Вечером они чинно сидели в этой же комнате, пригласив сюда Кюхельбекера. Преподаватель литературы слушал Льва с таким видом, словно впервые услыхал о его брате и вообще о стихотворениях Пушкина. Дмитрий и Борис Глинки жались в сторонке, почтительно поглядывая на гувернера.
Лев Пушкин волновался и часто хватал себя за волосы. Закидывая голову, он отрывисто читал на намять, лишь изредка поглядывая на лежащий перед ним листок:
Иной, под кивер спрятав ум,
Уже в воинственном наряде
Гусарской саблею махнул —
В крещенской утренней прохладе
Красиво мерзнет на параде,
А греться едет в караул.
Он оглядел собравшихся, как бы спрашивая их взглядом: разве не хорошо? — и продолжал, повысив голос:
Другой, рожденный быть вельможей,
Не честь, а почести любя,
У плута знатного в прихожей
Покорным плутом зрит себя…
И только хотел было перейти к заключительным строфам стихотворения и придать своему голосу насмешливость, как товарищи опередили его и воскликнули громко, с торжеством, в один голос:
Равны мне писари, уланы,
Равны законы, кивера,
Не рвусь я грудью в капитаны
И не ползу в асессора.
Голос Соболевского выделялся в общем хоре. Глинка вторил ему низеньким своим фальцетом. Лев недоуменно глядел на товарищей, улыбаясь.
Соболевский поднялся во весь свой могучий рост, сказал наставительно:
— Не думай, Левушка, что ты один у нас передатчик его стихов…
— Но откуда же вы знаете? Брат никому их не читал! — ревниво забеспокоился Лев и тут же тревожно взглянул в сторону Кюхельбекера.

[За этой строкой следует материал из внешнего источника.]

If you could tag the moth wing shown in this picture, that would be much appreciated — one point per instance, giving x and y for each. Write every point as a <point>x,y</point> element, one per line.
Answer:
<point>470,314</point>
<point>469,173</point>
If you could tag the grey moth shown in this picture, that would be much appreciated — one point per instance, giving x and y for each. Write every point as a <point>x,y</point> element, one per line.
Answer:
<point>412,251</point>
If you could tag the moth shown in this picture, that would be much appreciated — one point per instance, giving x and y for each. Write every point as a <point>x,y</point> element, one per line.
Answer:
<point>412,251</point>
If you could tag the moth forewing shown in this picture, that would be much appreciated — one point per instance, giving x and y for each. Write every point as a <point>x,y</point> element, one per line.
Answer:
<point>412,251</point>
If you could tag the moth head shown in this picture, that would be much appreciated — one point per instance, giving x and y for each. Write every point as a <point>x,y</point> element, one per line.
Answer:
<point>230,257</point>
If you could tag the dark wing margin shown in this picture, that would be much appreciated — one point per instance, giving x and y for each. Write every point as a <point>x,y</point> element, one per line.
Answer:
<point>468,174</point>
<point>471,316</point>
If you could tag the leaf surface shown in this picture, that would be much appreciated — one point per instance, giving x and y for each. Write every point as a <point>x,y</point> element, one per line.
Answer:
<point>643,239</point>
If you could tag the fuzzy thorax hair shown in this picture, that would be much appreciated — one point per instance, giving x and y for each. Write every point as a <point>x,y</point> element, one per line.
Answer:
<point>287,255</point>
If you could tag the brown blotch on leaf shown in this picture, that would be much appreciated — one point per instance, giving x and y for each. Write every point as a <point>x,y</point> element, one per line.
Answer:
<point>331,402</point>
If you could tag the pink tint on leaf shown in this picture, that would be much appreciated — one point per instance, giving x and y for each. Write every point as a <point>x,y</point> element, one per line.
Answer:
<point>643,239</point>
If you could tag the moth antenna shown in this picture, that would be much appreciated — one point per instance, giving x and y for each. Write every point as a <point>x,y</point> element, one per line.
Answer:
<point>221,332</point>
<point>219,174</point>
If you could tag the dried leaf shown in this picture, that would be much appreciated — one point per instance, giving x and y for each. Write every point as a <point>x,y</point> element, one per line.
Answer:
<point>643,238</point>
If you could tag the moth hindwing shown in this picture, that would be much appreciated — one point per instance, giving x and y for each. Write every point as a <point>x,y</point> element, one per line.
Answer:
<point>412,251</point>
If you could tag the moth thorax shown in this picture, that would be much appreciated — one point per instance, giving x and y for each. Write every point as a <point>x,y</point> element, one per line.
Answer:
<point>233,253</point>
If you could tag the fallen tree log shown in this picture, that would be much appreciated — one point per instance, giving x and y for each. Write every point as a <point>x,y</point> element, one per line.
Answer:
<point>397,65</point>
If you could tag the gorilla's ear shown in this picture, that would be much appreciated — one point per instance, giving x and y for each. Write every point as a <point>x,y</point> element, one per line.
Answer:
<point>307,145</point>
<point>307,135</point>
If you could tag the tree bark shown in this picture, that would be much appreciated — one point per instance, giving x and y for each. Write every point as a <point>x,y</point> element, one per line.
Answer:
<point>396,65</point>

Лицо Кюхельбекера светилось тихой и спокойной грустью. Кому, если не ему, знать эти стихи, прочитанные Пушкиным накануне их лицейского выпуска!.. В этих стихах выражена была тогда жизненная программа многих близких к Пушкину лицеистов, ей следовали Федор Матюшкин, Вольховский— «Суворчик», как его звали в лицее, — и сам Пушкин. Как-то на днях в разговоре Вильгельм Карлович прочитал эти стихи Соболевскому. И с этого дня их запомнили в пансионе.
Маленький Глинка, единственный, кажется, из непосвященных в сии тайны, сказал:
— Эти слова Пушкина, я представляю, равно относятся ко всем нам.
И еще раз они произнесли хором, как бы с вызовом кому-то:
Равны мне писари, уланы,
Равны законы, кивера,
Не рвусь я грудью в капитаны
И не ползу в асессора.
Но внезапно в дверь просунулась и перед ними бесшумно выросла оскорбленная фигура подинспектора.